Give peace a chance
Whether or not the Western sanctions on Iran have begun to bite, Sunday's frenetic Anglo-American diplomatic effort to stall an Israeli pre-emptive strike on Iran underscores the heightened tension in the wake of President Ahmedinijad's placing of centrifuges in a nuclear reactor.
Rather then precipitate the crisis, both sanctions and diplomacya two-track strategyneed to be given a try. A conflagration in the region, indeed to open another flank of the Arab revolution, is fraught with chilling downsides and is much too awesome even to imagine. An Israeli war with a nuclear-armed Iran could lead to a new Cold War in the Middle East, as William Hague, the British foreign secretary, has warned.
A lot hinges on Israel's Prime Minister, Benjamin Netanyahu, whether or indeed for how long he is prepared to give diplomacy a try. It will not be prudent for Israel to attack Iran's nuclear facilities at this juncture. Sanctions and diplomatic initiatives must be tried out to convince Tehran not to pursue a nuclear programme with military intent.
A military strike may even be premature and it must be open to question whether a clash of arms will achieve Tel-Aviv's objectives.
In a critical coincidence, Sunday's US appeal to Israel comes in parallel with Iran announcing the stoppage of oil exports to Britain and France. This could well be a pre-emptive retaliation against the European Union's decision to boycott Iranian oil from July.
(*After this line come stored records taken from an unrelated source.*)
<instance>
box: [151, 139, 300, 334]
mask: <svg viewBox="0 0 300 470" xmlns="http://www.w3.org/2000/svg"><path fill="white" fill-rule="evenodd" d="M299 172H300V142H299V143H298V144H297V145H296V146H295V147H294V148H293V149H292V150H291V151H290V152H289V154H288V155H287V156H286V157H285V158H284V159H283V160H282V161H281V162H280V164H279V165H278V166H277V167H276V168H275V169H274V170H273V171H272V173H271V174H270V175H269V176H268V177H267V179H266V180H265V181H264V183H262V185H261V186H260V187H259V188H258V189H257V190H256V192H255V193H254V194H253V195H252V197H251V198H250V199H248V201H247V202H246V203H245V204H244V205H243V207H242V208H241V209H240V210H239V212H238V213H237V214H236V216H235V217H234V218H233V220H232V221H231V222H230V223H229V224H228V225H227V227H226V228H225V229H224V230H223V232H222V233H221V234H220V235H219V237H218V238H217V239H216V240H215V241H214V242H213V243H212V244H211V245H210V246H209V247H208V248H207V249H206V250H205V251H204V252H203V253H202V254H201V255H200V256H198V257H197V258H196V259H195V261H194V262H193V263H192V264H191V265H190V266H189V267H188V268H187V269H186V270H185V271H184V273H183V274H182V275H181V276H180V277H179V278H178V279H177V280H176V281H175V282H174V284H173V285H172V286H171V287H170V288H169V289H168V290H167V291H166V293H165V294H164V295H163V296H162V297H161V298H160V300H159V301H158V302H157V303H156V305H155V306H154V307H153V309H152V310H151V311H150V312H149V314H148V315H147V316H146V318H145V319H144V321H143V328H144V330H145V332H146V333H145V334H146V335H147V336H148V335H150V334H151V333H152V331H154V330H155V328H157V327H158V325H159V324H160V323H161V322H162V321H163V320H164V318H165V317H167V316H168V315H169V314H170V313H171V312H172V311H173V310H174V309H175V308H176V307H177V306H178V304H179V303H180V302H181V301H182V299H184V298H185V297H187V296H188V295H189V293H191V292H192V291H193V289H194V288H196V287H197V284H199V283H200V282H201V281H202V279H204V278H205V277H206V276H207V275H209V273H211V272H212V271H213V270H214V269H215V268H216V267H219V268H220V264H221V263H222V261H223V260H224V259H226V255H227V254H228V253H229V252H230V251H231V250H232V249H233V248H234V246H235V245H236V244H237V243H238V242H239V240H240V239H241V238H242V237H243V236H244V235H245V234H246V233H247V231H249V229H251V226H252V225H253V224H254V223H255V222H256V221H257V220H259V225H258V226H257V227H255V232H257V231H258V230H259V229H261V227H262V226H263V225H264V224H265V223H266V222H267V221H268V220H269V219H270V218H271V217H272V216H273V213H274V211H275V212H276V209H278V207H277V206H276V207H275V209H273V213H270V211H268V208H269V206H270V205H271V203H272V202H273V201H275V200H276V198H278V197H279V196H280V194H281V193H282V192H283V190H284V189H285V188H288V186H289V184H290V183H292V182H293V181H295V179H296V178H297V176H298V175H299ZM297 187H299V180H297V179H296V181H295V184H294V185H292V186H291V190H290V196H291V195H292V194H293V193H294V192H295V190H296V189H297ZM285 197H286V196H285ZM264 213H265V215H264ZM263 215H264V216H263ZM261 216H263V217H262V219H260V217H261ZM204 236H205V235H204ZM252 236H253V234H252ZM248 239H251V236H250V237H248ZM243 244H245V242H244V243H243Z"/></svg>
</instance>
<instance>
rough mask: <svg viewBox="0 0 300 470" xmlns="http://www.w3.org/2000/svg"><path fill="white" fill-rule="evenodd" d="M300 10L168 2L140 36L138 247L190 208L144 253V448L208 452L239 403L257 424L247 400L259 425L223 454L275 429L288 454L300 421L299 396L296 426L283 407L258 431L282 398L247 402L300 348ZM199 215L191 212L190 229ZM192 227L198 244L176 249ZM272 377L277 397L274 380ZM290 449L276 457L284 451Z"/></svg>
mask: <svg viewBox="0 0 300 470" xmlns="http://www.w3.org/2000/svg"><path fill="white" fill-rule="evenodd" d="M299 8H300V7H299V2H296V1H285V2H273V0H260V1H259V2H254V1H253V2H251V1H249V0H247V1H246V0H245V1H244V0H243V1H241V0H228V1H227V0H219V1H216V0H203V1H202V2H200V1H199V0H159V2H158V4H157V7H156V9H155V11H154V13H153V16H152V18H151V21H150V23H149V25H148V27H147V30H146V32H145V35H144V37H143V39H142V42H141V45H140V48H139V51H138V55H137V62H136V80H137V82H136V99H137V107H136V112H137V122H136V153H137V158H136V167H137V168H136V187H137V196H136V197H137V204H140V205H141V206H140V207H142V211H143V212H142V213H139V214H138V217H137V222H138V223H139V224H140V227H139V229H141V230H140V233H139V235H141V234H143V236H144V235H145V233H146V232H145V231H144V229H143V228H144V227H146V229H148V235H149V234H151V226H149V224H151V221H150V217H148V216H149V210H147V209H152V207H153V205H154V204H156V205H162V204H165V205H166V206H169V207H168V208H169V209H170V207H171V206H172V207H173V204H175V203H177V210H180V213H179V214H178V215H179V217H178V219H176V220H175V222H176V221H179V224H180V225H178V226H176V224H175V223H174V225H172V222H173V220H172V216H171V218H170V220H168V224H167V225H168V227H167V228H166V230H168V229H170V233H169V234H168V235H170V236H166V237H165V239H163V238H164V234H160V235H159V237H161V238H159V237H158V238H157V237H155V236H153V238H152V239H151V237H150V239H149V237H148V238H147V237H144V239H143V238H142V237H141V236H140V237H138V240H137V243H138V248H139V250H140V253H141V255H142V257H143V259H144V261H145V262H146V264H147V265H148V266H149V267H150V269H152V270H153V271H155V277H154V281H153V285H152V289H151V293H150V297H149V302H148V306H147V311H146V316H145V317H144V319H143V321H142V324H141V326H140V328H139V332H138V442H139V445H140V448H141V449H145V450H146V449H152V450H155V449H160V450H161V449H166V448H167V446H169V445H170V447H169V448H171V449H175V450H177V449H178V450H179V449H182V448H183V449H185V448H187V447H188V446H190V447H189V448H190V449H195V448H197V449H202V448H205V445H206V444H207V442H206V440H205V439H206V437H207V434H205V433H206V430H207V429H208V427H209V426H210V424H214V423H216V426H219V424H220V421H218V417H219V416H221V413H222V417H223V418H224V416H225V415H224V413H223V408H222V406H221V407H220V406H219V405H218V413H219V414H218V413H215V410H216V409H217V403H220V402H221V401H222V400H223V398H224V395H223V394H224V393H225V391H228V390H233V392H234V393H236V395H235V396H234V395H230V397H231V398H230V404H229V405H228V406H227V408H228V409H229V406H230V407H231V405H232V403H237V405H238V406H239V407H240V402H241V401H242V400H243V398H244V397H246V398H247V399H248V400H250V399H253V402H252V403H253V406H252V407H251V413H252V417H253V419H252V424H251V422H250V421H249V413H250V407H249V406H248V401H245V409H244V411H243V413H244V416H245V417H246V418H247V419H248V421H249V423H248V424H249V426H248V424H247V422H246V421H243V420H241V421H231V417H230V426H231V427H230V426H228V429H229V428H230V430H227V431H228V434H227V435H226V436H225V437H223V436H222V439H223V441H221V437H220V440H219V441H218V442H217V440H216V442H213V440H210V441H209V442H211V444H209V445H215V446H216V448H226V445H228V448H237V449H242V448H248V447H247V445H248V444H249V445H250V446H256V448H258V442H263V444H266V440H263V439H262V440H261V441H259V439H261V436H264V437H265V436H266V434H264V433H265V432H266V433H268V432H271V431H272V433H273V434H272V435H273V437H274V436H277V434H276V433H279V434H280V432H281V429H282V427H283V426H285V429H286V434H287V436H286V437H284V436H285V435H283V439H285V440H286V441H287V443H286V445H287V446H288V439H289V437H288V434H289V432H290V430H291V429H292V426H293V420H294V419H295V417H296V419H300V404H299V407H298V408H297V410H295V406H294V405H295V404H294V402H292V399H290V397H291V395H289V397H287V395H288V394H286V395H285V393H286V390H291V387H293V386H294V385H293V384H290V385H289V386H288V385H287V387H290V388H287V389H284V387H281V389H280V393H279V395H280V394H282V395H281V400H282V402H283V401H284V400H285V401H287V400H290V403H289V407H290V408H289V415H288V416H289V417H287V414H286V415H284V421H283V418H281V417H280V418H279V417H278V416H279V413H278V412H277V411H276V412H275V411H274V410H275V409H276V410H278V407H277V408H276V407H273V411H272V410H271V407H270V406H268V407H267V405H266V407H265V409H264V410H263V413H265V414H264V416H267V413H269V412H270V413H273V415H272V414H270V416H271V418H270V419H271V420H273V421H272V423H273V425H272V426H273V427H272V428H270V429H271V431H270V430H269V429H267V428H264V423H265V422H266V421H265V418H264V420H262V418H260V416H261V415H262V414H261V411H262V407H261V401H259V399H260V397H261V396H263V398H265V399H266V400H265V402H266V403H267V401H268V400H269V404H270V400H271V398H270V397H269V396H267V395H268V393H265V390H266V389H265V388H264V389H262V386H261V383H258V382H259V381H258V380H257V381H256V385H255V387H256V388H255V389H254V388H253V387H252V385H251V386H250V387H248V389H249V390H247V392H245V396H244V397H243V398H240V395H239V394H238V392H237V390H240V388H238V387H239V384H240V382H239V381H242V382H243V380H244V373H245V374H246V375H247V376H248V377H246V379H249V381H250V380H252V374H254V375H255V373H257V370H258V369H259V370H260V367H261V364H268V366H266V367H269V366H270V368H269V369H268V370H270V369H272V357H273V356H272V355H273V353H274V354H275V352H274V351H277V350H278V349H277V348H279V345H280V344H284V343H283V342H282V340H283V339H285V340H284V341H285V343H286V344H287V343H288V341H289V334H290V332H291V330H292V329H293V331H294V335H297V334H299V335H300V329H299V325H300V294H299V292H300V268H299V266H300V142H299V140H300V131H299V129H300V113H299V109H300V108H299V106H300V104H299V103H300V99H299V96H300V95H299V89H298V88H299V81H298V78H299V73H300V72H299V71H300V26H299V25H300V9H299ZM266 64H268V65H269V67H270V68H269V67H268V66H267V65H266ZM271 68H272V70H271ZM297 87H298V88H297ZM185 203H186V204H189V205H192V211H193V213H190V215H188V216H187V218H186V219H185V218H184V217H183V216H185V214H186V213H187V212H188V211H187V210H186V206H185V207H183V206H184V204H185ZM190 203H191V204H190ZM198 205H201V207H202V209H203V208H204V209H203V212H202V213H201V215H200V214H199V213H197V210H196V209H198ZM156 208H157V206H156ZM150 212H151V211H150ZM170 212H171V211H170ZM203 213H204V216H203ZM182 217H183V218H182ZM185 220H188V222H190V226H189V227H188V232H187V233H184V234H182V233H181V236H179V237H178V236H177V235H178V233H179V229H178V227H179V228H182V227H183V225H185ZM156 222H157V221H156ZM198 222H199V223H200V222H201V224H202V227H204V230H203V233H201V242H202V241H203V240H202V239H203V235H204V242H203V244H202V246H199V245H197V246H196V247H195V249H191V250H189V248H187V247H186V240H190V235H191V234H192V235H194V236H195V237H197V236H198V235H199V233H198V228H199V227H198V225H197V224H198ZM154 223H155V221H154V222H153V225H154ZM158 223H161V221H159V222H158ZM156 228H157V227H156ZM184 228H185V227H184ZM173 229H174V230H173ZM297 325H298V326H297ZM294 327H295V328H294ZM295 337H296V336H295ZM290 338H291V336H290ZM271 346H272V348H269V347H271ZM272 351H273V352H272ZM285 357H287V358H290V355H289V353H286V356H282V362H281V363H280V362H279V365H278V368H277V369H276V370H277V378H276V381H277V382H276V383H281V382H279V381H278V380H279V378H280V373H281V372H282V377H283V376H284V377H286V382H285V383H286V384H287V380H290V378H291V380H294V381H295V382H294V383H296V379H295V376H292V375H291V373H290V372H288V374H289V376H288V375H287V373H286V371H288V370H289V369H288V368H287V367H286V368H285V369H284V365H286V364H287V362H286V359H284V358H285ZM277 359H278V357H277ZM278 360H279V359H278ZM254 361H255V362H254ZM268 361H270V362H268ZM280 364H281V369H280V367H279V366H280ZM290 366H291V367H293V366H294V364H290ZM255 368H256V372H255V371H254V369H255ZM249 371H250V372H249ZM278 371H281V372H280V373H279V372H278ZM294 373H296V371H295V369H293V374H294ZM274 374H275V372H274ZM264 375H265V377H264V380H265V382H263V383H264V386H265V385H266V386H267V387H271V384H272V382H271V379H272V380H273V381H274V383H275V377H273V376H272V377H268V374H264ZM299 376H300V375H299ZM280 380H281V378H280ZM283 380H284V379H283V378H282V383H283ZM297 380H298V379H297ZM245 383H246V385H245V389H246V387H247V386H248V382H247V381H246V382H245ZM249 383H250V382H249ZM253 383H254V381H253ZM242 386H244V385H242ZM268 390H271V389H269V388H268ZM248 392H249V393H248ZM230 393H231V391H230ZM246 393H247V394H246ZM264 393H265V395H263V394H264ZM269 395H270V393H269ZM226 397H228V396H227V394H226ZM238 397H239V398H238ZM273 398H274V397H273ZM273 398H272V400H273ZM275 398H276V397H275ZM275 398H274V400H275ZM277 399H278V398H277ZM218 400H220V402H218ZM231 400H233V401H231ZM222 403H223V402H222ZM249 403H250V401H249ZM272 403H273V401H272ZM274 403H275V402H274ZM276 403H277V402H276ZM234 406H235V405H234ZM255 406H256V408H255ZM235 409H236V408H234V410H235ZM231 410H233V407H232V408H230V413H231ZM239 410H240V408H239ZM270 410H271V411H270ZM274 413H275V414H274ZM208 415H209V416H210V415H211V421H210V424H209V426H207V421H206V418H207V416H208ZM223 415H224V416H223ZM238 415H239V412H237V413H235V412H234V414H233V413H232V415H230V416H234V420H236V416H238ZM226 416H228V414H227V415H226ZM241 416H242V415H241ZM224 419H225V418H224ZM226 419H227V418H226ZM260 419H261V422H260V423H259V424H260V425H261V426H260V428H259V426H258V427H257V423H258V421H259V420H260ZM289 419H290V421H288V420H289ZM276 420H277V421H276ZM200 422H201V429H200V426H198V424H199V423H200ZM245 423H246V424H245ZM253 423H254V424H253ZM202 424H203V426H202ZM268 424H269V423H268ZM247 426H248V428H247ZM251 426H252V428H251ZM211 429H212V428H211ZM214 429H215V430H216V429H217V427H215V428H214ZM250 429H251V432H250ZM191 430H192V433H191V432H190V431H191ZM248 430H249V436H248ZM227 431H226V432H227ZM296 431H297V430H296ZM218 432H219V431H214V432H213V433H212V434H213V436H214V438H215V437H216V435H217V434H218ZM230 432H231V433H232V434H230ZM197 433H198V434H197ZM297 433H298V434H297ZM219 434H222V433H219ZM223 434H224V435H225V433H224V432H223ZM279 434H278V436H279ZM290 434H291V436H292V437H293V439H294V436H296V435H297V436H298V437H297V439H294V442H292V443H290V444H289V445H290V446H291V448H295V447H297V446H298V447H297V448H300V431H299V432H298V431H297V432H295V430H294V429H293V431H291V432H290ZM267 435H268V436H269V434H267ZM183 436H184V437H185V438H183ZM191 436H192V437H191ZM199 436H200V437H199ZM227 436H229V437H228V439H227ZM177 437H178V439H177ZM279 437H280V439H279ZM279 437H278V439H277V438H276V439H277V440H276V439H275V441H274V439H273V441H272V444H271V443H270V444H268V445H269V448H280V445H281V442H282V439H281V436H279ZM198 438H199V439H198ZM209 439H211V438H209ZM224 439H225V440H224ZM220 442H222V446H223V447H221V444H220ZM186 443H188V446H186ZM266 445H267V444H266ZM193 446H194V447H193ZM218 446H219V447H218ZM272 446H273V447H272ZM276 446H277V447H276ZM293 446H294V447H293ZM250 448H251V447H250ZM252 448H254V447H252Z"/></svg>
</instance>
A similar threat has been advanced to six other European countries, which together account for 18% of Iranian oil exports. To a limited degree, the economic war can be said to have begun. Both Israel and Iran must hold their fire; the centrifuge is not a toy. The early 21st century concert of Europe and America must pursue the road to peace. The Arab world has been in ferment for a year; the Middle East can't afford another war.